The most important part of his theory was this: a student would learn more and faster if he was involved in the knowledge he was trying to acquire and apply.

Gardner

He formulated the famous theory of multiple intelligences, according to which intelligence is the ability to organize thoughts and coordinate them through actions. Every person would have at least eight kinds of intelligence or cognitive skills.

These intelligences are semi-autonomous, but they work as a team (integrated) within the mind of the individual. Also, each person will develop one type of intelligence to a greater extent than the other, due to its cultural emphasis on it.

Photo of Gardner, who had a lot of influence on cognitive psychology

Jeffrey Sternberg

Sternberg is best known for his triangular theory of love, which holds that perfect love is composed of three elements: intimacy, passion, and commitment.

However, he also developed the triarchic theory of intelligence, which says that intelligence is a mental activity aimed at adapting to, selecting and shaping relevant environments of the subject in question. According to Sternberg, you could demonstrate intelligence by looking at how each of us faces or promotes change.

David Rumerlhart

Rumerlhart is a very influential author who developed the theory of mental schemes. According to Rumerlhart  , mental schemas are representations of general concepts that are stored in memory and that help us organize the world.

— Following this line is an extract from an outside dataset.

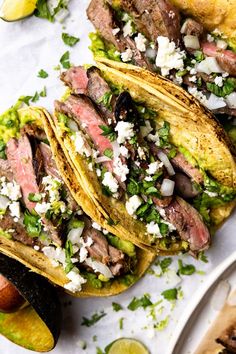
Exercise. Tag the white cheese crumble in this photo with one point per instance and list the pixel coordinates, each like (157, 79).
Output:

His theory explains how the world is represented in our minds. Then also how we use that information to interact with the world.

Jean Piaget

Piaget is one of the most important authors in the field of cognitive psychology. He formulated the theory of cognitive development in stages. These phases are characterized by having qualitatively different logical structures. Structures that represent certain capacities and impose certain limitations on children.

Photo of Piaget who was very important for cognitive psychology

There are many more representatives of cognitive psychology, such as Vygotsky, Erickson or Ausubel that deserve a place on this list. In any case , their contributions revolutionized psychology.

What these men did has allowed psychology to make great strides. The behaviorism is still relevant, even in combination with cognitivism.

However, cognitivism has caused great advances in our knowledge from decades ago. It has improved the treatment of various mental disorders. In this way, depression is much more treatable.

However, cognitive psychology is not exempt from limitations either. Reasonable criticism that focuses on the assumption that mental processes and behaviors are separate from each other. Or, more accurately, that mental processes precede our behavior.